2. **Outcome Variable (`WELLNESS_self_rated_physical_health`)**:
   - **Visualization**: A **bar chart** displaying the distribution of self-rated health.
   - **Purpose**: To show how individuals rate their physical health within the sample.
   - **Summary Statistics**: Calculate the proportion of individuals within each health rating category, allowing a detailed look at health perceptions across the sample.

## Analysis Method

The **Chi-Squared Test of Independence** will be used as the primary method to assess the association between hugging frequency and self-rated health, as both variables are categorical.

1. **Chi-Squared Test of Independence (Primary Test)**:
   - **Objective**: To determine if there is an association between hugging frequency and self-rated physical health.
   - **Procedure**: Compare the observed frequency distribution of health ratings across each hugging frequency category against the expected distribution under the null hypothesis of independence.
   - **Hypotheses**:
     - **Null Hypothesis (H₀)**: Hugging frequency and self-rated health are independent; health ratings do not vary significantly by hugging frequency.
     - **Alternative Hypothesis (H₁)**: There is an association between hugging frequency and self-rated health.
   - **Interpretation**: A p-value below the significance level (e.g., 0.05) would suggest rejecting the null hypothesis, indicating an association between hugging frequency and health perception. A p-value above the significance level would imply insufficient evidence to reject the null hypothesis.
   - **Assumptions**: The test requires expected cell frequencies to be at least 5. If this assumption is not met, an alternative test will be used.

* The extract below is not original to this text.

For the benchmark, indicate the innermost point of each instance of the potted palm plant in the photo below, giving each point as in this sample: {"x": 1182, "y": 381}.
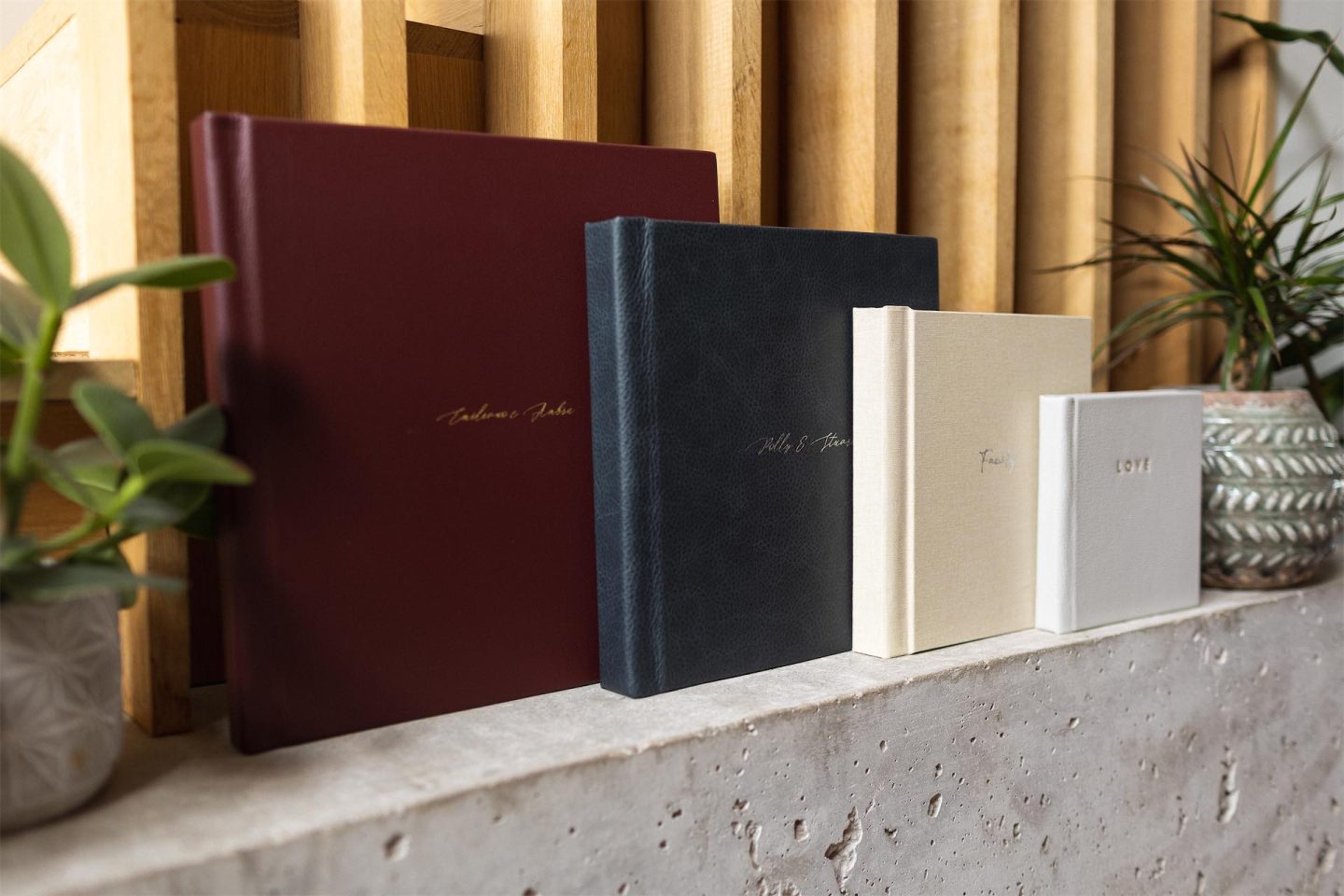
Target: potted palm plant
{"x": 60, "y": 657}
{"x": 1271, "y": 275}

2. **Fisher’s Exact Test (Secondary Option)**:
   - **Purpose**: Fisher’s Exact Test serves as an alternative when sample sizes are small or expected counts fall below 5 in any cell.
   - **Procedure**: Fisher’s Exact Test calculates an exact p-value based on observed frequencies, providing accurate results without large-sample assumptions.
   - **Interpretation**: A significant p-value from Fisher’s Test would also indicate an association between hugging frequency and health perception, similar to the interpretation of the Chi-Squared Test.

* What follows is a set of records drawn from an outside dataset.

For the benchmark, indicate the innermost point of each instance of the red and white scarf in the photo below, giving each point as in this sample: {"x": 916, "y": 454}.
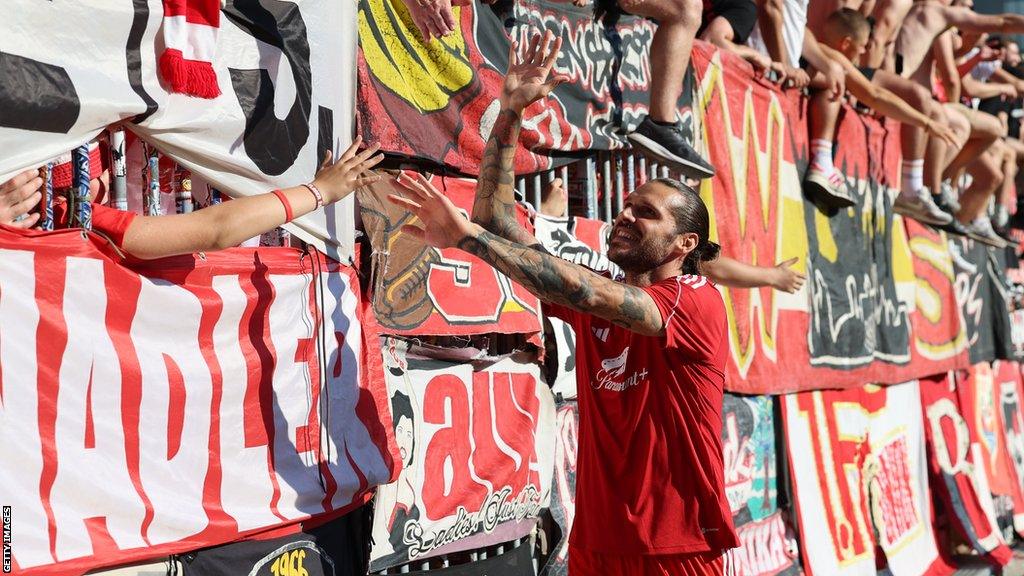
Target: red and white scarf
{"x": 190, "y": 36}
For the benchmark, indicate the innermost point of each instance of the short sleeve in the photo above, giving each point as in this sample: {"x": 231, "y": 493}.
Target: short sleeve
{"x": 109, "y": 221}
{"x": 112, "y": 222}
{"x": 693, "y": 315}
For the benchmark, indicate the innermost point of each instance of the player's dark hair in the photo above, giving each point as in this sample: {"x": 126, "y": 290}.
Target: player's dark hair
{"x": 691, "y": 216}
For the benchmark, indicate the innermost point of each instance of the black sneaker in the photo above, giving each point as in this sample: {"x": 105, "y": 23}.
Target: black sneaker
{"x": 942, "y": 201}
{"x": 952, "y": 228}
{"x": 667, "y": 144}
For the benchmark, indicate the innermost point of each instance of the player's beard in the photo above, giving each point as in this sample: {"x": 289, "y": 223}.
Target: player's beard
{"x": 637, "y": 256}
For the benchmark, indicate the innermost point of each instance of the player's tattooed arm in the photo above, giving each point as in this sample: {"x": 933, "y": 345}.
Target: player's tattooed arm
{"x": 554, "y": 280}
{"x": 495, "y": 207}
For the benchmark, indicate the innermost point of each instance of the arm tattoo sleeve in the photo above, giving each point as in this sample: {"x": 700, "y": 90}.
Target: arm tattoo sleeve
{"x": 495, "y": 207}
{"x": 554, "y": 280}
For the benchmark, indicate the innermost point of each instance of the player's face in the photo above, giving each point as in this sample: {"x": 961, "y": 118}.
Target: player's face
{"x": 1013, "y": 56}
{"x": 644, "y": 233}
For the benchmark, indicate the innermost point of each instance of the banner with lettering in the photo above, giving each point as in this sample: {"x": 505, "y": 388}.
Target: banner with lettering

## Hypotheses, Expected Results, and Discussion

### Hypotheses
- **Null Hypothesis (H₀):** There is no association between hugging frequency and self-rated physical health; health ratings are similar across all hugging frequencies.
- **Alternative Hypothesis (H₁):** There is an association between hugging frequency and self-rated physical health; health ratings differ across hugging frequencies.

### Expected Results
- **Test Output**:
   - **P-Value**: A p-value below 0.05 would suggest a statistically significant association between hugging frequency and health perception.
   - **Interpretation**: A significant result would indicate that self-rated health varies across different levels of hugging frequency, potentially linking physical affection to health perceptions.

### Discussion

**Interpretation:** If an association is found, it may suggest that individuals who engage in physical affection more frequently report better self-rated health. This correlation could be due to psychological or social benefits, such as stress reduction or increased social support associated with hugging.

**Limitations:** This study uses self-reported data, which may be influenced by personal biases. The cross-sectional design limits causal inference, capturing data at one point in time without tracking changes over time. Additionally, unobserved confounding factors, such as lifestyle or personality traits, could influence both hugging frequency and health ratings, which could affect the results.

**Implications for Future Research:** To better understand the link between physical affection and health, future studies could use longitudinal designs to explore potential causal effects. Further research could also examine specific mechanisms, like stress reduction or social support, to clarify how physical affection may impact health perceptions.